Rabu, 29 Desember 2021 / 05:20 WIB

https://www.cnnindonesia.com/ekonomi/20211228123905-92-739521/china-perketat-aturan-ipo-di-luar-negeri

Jakarta, CNN Indonesia — China perketat aturan bagi perusahaan lokal yang ingin melakukan penawaran umum perdana saham (initial public offering/IPO) di luar negeri. Namun, aturan tersebut tidak akan sepenuhnya melarang perusahaan listing di luar negeri.

Regulator sekuritas mengusulkan setiap perusahaan yang ingin go public di luar negeri harus mendaftar ke agensi terlebih dahulu dan telah memenuhi serangkaian persyaratan yang ditetapkan oleh pemerintah.

“Perusahaan dalam negeri yang menerbitkan dan mencatatkan saham di luar negeri harus secara ketat mematuhi undang-undang, peraturan, dan ketentuan terkait keamanan nasional seperti investasi asing, keamanan siber, dan keamanan data, dan dengan sungguh-sungguh memenuhi kewajiban perlindungan keamanan nasional,” kata Komisi Pengaturan Sekuritas China dalam sebuah proposal seperti dikutip dari CNN Business, Selasa (28/12).

Dalam proposal tersebut dijelaskan, perusahaan dapat diblokir dari IPO asing jika pemerintah menganggapnya sebagai ancaman bagi keamanan nasional.

Selain itu, perusahaan diminta melepaskan beberapa aset untuk menghilangkan atau menghindari dampak penerbitan dan pencatatan di luar negeri pada keamanan nasional.

Rancangan aturan tersebut muncul setelah berminggu-minggu spekulasi tentang kapan dan bagaimana Beijing akan memperketat pengawasannya terhadap IPO.

Di sisi lain, Washington juga telah memberlakukan aturan audit yang dapat memengaruhi perusahaan-perusahaan China yang ingin IPO di Amerika Serikat (AS).

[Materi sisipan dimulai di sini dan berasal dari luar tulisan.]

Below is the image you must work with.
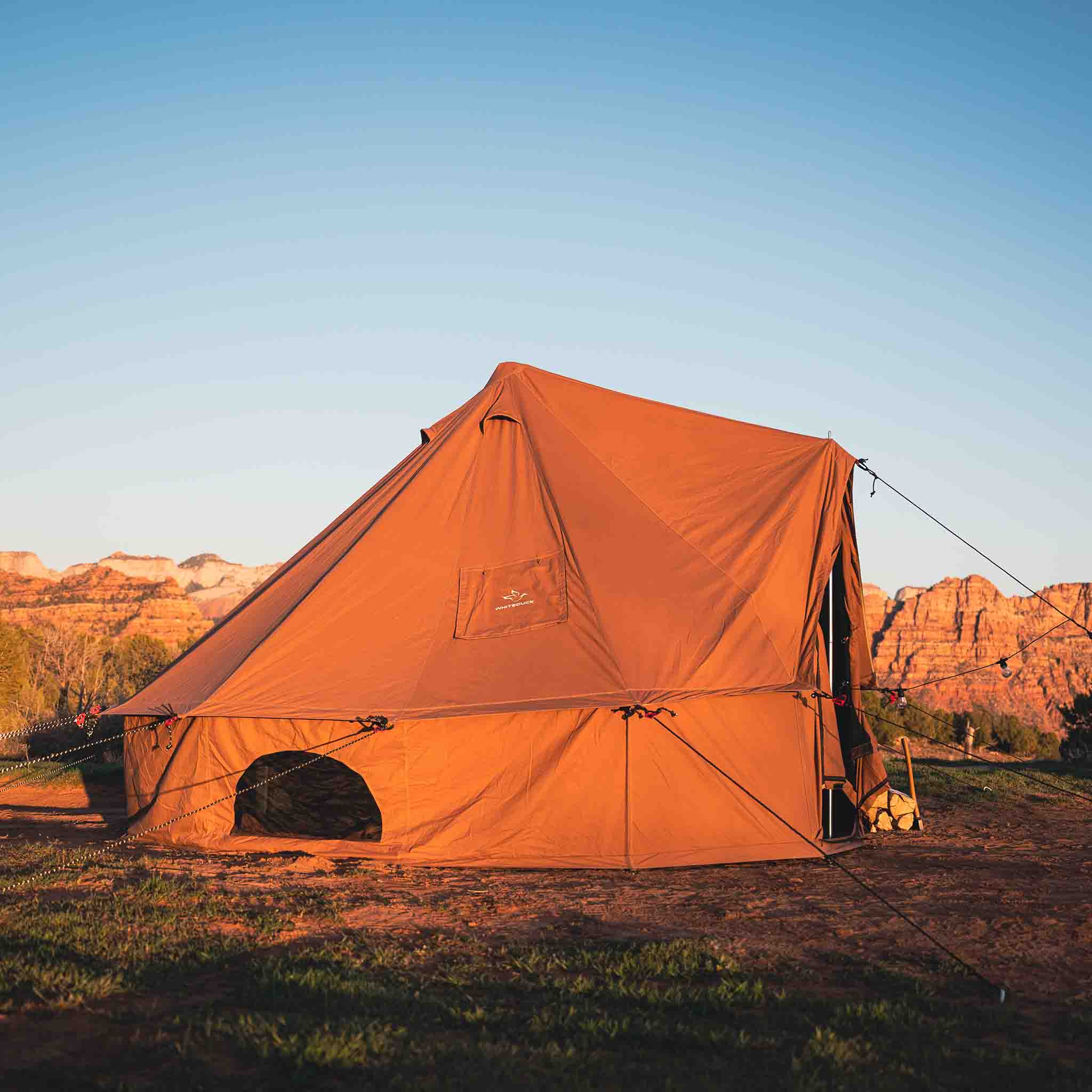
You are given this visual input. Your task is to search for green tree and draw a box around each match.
[0,622,29,730]
[109,633,174,704]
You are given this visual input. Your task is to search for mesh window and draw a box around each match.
[235,751,383,842]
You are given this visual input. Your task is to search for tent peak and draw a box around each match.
[489,360,531,383]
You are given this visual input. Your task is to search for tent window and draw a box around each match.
[235,751,383,842]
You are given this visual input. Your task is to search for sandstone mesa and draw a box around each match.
[0,550,1092,729]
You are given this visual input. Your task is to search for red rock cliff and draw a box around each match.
[865,576,1092,729]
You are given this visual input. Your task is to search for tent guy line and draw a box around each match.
[649,714,1007,1005]
[0,722,160,793]
[857,459,1092,638]
[852,695,1092,804]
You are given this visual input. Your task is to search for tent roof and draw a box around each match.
[111,363,854,720]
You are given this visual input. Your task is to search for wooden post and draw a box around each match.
[902,736,925,830]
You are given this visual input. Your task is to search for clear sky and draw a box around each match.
[0,0,1092,591]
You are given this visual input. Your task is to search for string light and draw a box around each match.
[888,687,906,713]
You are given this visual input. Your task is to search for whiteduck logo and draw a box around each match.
[494,588,534,611]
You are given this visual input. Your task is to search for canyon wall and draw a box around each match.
[0,550,279,628]
[0,566,212,646]
[865,576,1092,729]
[0,550,1092,729]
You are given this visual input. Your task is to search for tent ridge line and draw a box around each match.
[394,381,503,720]
[517,373,794,674]
[179,679,815,723]
[509,372,633,697]
[504,364,834,445]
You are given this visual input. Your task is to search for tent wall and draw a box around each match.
[126,695,854,868]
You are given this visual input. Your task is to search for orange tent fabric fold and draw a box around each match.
[111,364,882,867]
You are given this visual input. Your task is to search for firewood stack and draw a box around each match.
[861,789,922,833]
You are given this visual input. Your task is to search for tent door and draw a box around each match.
[822,781,857,842]
[235,751,383,842]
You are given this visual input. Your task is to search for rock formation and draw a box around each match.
[0,550,279,621]
[865,576,1092,730]
[0,566,211,645]
[0,549,60,580]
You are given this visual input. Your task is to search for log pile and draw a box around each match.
[861,789,922,833]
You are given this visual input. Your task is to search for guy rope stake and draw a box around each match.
[652,696,1006,1005]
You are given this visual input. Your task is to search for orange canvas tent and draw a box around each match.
[110,364,886,868]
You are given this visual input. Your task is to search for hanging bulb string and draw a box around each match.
[849,618,1080,693]
[0,705,100,739]
[651,715,1007,1003]
[852,695,1092,804]
[880,744,1000,789]
[0,721,167,793]
[857,459,1092,639]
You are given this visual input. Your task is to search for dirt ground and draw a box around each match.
[0,784,1092,1020]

Hal tersebut dinilai akan menambah ketegangan antara AS dan China.

Sebelumnya, Financial Times melaporkan China akan sangat membatasi kemampuan perusahaan yang menggunakan struktur entitas bunga variabel atau VIE, untuk mengumpulkan uang dari luar negeri.

Pasalnya, VIE memungkinkan investor internasional untuk mengakses saham perusahaan China di AS.

Perusahaan seperti raksasa ride-hailing China Didi, Alibaba (BABA), Pinduoduo (PDD), dan JD.com (JD) semuanya mendapat manfaat dari sistem tersebut.

Meski demikian, juru bicara regulator menampik hal tersebut. Ia mengatakan dalam pernyataan yang dipublikasikan pada Jumat (24/12) lalu, perusahaan yang menggunakan struktur tersebut masih akan diizinkan untuk mendaftar di luar negeri, selama mereka mematuhi peraturan pemerintah dan mendaftar ke regulator.

Bahkan, jika Beijing tidak menutup pintu untuk listing di luar negeri sepenuhnya, pemerintah telah mengambil beberapa langkah.

Langkah tersebut dimaksudkan untuk mencegah perusahaan-perusahaan China berdagang di pasar luar negeri, yang dikhawatirkan negara itu dapat menimbulkan risiko bagi keamanan nasional.

Didi menjadi ‘korban’ dari tindakan keras teknologi Beijing awal tahun ini. Pemerintah melarang perusahaan transportasi online tersebut di toko aplikasi hanya beberapa hari setelah IPO di Bursa Efek New York.

Pihak berwenang pada saat itu menuduh Didi melanggar undang-undang privasi dan menimbulkan risiko keamanan siber. Tindakan mereka juga secara luas dilihat sebagai hukuman atas keputusan perusahaan untuk go public di luar negeri.

Dalam beberapa minggu setelah IPO, Beijing mengusulkan agar perusahaan dengan data lebih dari 1 juta pengguna meminta persetujuan sebelum listing di luar negeri.

Tekanan tidak hanya datang dari Beijing. Awal bulan ini, Komisi Sekuritas dan Bursa AS menetapkan aturan yang memungkinkan untuk menghapus perusahaan asing yang menolak membuka pembukuan mereka kepada regulator AS.

China sendiri telah bertahun-tahun menolak audit AS terhadap perusahaannya dengan alasan masalah keamanan nasional.

Ketidakpastian tersebut tampaknya membebani beberapa perusahaan. Awal bulan ini, Didi mengumumkan “segera” memulai proses delisting dari New York Stock Exchange dan beralih ke Hong Kong.